Abstract: The Impact of Mental Health Treatment Services on Individuals with Mental Illness Who Have Multiple Encounters with Law Enforcement (Society for Social Work and Research 23rd Annual Conference - Ending Gender Based, Family and Community Violence)

425P The Impact of Mental Health Treatment Services on Individuals with Mental Illness Who Have Multiple Encounters with Law Enforcement

Schedule:
Saturday, January 19, 2019
Continental Parlors 1-3, Ballroom Level (Hilton San Francisco)
* noted as presenting author
Tamarie Willis, MSW, Academic Advisor/Doctoral Student, Wayne State University, Detroit, MI
Erin Comartin, PhD, Assistant Professor, Wayne State University, Detroit, MI
Sheryl Kubiak, PhD, Professor, Michigan State University, East Lansing, MI
Background/Purpose: Persons with mental illness (PwMI) represent 26% of individuals in jails (BJS, 2017) and it is estimated that between 7% and 10% of all law enforcement encounters are with PwMI (Deane, Steadman, Borum, Veysey, & Morrissey, 1999). While research has broadly focused on interactions between PwMI and law enforcement, little is known about individuals with mental illness who come to the attention of law enforcement on multiple occasions. This exploratory study asked: Do PwMI who have multiple encounters with law enforcement for mental health issues have higher risk factors for criminal encounters? How do their law enforcement encounters intertwine with mental health treatment services?

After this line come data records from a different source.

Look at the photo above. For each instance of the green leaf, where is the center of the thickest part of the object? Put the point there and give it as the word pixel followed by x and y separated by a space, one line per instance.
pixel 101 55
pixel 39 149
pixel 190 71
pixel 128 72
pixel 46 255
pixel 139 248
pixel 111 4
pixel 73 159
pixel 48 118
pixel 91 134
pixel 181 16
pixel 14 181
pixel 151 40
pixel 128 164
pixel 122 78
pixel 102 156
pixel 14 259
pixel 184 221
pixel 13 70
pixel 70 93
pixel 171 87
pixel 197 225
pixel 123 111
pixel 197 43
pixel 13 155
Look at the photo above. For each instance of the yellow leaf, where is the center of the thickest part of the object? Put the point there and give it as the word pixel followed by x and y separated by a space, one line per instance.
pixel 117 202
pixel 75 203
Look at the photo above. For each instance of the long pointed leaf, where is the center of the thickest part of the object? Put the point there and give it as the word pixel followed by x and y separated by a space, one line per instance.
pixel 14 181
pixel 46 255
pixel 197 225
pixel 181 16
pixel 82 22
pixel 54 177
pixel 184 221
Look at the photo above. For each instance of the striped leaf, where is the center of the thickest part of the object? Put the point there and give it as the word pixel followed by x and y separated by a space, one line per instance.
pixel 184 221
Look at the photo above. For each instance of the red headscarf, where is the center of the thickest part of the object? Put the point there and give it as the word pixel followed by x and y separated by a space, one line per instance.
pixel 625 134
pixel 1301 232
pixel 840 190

Methods: Law enforcement call reports (CRs) were collected over 3 years from one Midwestern county where 25% of officers received training in the identification of mental health symptoms. A subsample of 53 individuals were found in CRs who had two or more encounters with law enforcement. These individuals were then tracked within law enforcement and mental health treatment data over the same period. Data extracted from the CR included: demographic information, the type of call as either mental health/suicide or a criminal offense, and the date. Mental health treatment data included the dates and levels of mental health services received. Levels of services include low-, medium-, and high-intensity treatment. Treatment data also noted if the individual had a co-occurring substance use disorder (COD). Data analysis includes descriptive and bivariate analyses, and cox regression analysis was used to determine if the time to next law enforcement interaction after initial mental health treatment resulted in an increased risk of criminal contact with law enforcement.

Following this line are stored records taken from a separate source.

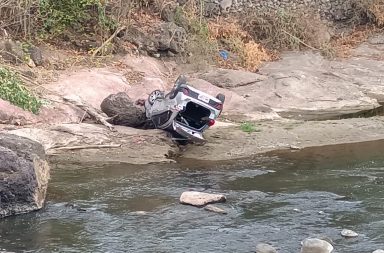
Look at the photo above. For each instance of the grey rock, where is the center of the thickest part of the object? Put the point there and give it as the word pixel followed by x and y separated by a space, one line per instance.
pixel 12 51
pixel 200 198
pixel 215 209
pixel 123 111
pixel 228 78
pixel 314 245
pixel 141 40
pixel 24 174
pixel 265 248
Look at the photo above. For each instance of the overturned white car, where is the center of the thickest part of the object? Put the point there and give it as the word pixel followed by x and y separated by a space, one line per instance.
pixel 185 111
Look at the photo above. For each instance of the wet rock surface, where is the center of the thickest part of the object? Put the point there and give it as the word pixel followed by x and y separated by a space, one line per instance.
pixel 215 209
pixel 314 245
pixel 24 174
pixel 265 248
pixel 200 198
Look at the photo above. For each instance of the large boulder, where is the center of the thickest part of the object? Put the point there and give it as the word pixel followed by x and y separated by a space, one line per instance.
pixel 24 175
pixel 123 111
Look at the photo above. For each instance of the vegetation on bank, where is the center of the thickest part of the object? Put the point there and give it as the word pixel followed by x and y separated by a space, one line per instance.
pixel 13 90
pixel 229 41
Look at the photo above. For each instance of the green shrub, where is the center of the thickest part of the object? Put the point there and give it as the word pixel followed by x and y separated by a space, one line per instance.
pixel 13 90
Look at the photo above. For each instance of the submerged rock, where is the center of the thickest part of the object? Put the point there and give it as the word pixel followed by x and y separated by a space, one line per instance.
pixel 314 245
pixel 200 198
pixel 215 209
pixel 265 248
pixel 24 175
pixel 349 233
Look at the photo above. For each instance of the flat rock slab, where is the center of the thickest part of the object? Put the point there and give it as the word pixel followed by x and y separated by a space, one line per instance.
pixel 229 78
pixel 200 198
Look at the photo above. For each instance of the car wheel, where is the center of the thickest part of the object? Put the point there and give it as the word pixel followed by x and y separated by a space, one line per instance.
pixel 155 95
pixel 179 139
pixel 221 97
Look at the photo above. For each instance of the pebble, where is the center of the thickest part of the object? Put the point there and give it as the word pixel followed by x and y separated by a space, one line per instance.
pixel 215 209
pixel 265 248
pixel 349 233
pixel 315 245
pixel 195 198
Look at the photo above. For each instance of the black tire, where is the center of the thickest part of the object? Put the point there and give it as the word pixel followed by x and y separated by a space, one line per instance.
pixel 221 97
pixel 154 95
pixel 179 139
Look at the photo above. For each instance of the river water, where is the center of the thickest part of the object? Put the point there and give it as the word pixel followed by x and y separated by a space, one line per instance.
pixel 281 199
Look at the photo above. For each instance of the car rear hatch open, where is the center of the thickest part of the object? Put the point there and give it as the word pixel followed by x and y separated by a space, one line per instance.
pixel 194 116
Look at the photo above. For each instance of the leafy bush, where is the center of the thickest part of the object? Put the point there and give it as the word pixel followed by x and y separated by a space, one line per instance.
pixel 13 90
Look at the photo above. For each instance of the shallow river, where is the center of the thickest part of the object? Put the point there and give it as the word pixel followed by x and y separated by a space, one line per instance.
pixel 279 199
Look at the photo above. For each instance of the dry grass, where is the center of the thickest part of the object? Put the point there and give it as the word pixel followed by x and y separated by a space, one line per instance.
pixel 367 12
pixel 244 53
pixel 286 30
pixel 343 45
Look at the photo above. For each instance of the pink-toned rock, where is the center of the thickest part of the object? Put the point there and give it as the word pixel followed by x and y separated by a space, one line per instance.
pixel 52 113
pixel 200 198
pixel 91 85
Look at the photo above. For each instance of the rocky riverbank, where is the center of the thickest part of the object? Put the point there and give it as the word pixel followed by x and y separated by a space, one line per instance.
pixel 299 101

Results: The sample consisted of 64% male, 80% White, and 46% had a co-occurring mental health/substance use disorder. Participants had a total of 219 interactions with police over the three-year period, with a majority (57.5%, n=126) being coded as mental health contacts. The data reflected a statistically significant decrease in mental health interactions with law enforcement after their initial mental treatment (t(32)=-2.146, p<.05); with 14 PwMI having no further criminal or mental health interactions after receiving mental health treatment. Cox regression hazard ratio (HR) results indicated that the risk of the next criminal interaction with law enforcement after mental health treatment was 2.22 times higher for those who identified as COD (HR=2.215; 95% CI: 1.005-4.883, p<.05).

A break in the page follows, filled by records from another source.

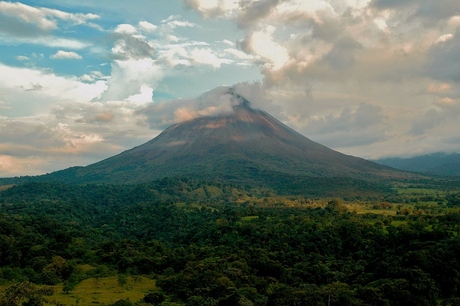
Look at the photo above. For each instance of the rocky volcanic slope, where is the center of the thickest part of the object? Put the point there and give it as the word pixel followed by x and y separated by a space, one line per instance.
pixel 246 145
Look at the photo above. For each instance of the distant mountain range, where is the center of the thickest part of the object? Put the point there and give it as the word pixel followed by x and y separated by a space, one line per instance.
pixel 441 164
pixel 245 146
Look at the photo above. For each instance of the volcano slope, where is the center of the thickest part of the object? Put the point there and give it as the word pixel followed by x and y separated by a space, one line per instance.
pixel 246 146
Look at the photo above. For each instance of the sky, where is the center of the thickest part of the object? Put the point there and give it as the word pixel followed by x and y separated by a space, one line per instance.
pixel 84 80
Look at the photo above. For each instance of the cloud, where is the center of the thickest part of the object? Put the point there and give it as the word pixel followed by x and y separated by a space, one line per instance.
pixel 160 115
pixel 443 63
pixel 147 26
pixel 65 55
pixel 130 78
pixel 211 9
pixel 24 20
pixel 29 90
pixel 22 58
pixel 207 56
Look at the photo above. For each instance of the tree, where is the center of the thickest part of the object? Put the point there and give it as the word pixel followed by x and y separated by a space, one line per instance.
pixel 26 294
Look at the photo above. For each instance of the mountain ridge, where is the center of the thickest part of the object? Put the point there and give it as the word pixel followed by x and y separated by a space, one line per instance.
pixel 244 145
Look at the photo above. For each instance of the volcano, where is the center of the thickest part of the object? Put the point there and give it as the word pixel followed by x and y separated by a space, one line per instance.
pixel 244 145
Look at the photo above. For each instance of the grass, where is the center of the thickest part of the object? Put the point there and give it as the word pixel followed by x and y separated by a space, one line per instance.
pixel 104 291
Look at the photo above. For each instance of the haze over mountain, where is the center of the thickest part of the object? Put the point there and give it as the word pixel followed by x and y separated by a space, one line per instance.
pixel 442 164
pixel 237 143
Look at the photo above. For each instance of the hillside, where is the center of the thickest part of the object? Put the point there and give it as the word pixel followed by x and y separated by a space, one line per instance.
pixel 440 164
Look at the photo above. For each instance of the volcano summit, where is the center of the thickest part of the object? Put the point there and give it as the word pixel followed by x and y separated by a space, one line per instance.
pixel 243 145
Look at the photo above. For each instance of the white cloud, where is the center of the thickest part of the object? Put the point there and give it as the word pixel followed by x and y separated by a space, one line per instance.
pixel 130 78
pixel 263 44
pixel 65 55
pixel 44 19
pixel 212 8
pixel 147 26
pixel 125 29
pixel 22 58
pixel 207 57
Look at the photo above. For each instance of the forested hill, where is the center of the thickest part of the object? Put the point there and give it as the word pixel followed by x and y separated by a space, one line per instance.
pixel 229 245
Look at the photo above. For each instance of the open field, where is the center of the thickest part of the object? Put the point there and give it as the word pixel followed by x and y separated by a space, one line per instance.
pixel 101 291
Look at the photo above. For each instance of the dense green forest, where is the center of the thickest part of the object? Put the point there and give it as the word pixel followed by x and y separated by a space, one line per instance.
pixel 209 243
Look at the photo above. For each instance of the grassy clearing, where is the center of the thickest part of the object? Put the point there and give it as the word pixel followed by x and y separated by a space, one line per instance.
pixel 104 291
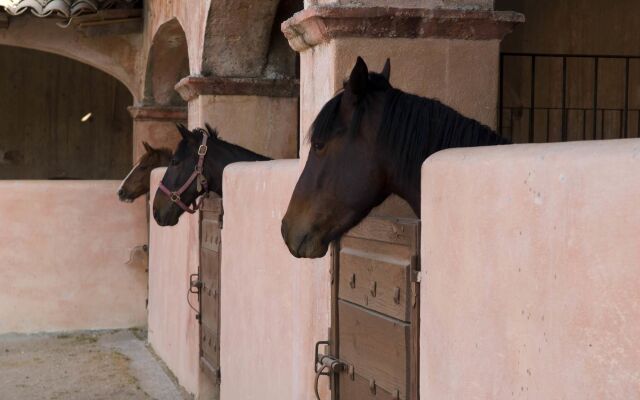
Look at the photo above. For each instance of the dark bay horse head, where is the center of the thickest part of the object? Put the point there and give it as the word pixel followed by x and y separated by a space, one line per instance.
pixel 136 183
pixel 218 155
pixel 368 142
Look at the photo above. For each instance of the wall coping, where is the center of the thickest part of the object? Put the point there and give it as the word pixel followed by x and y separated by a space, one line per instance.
pixel 191 87
pixel 158 113
pixel 320 24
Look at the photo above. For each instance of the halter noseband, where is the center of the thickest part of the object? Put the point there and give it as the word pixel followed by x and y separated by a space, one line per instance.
pixel 197 174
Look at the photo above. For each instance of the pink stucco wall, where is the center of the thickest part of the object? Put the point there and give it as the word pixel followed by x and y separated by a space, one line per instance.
pixel 68 258
pixel 531 259
pixel 173 328
pixel 274 306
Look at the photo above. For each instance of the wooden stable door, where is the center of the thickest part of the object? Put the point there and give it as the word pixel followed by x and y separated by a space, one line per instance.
pixel 375 310
pixel 209 282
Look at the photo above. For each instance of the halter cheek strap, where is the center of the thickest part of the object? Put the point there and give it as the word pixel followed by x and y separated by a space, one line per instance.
pixel 197 174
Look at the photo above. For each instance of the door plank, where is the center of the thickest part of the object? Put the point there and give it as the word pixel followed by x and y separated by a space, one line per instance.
pixel 377 346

Conclusion and Implications: Findings from this exploratory study show the positive impact of mental health treatment in reducing recidivism, and the impact of training law enforcement to recognize the presence of mental illness when responding to crisis. It also demonstrates the pervasiveness of COD among persons with repeated interactions with the police. The findings also emphasize how PwMI with a COD are at higher risk of recidivism. The study underscores the importance of integrated services for CODs in the criminal justice systems, as a tool in reducing recidivism.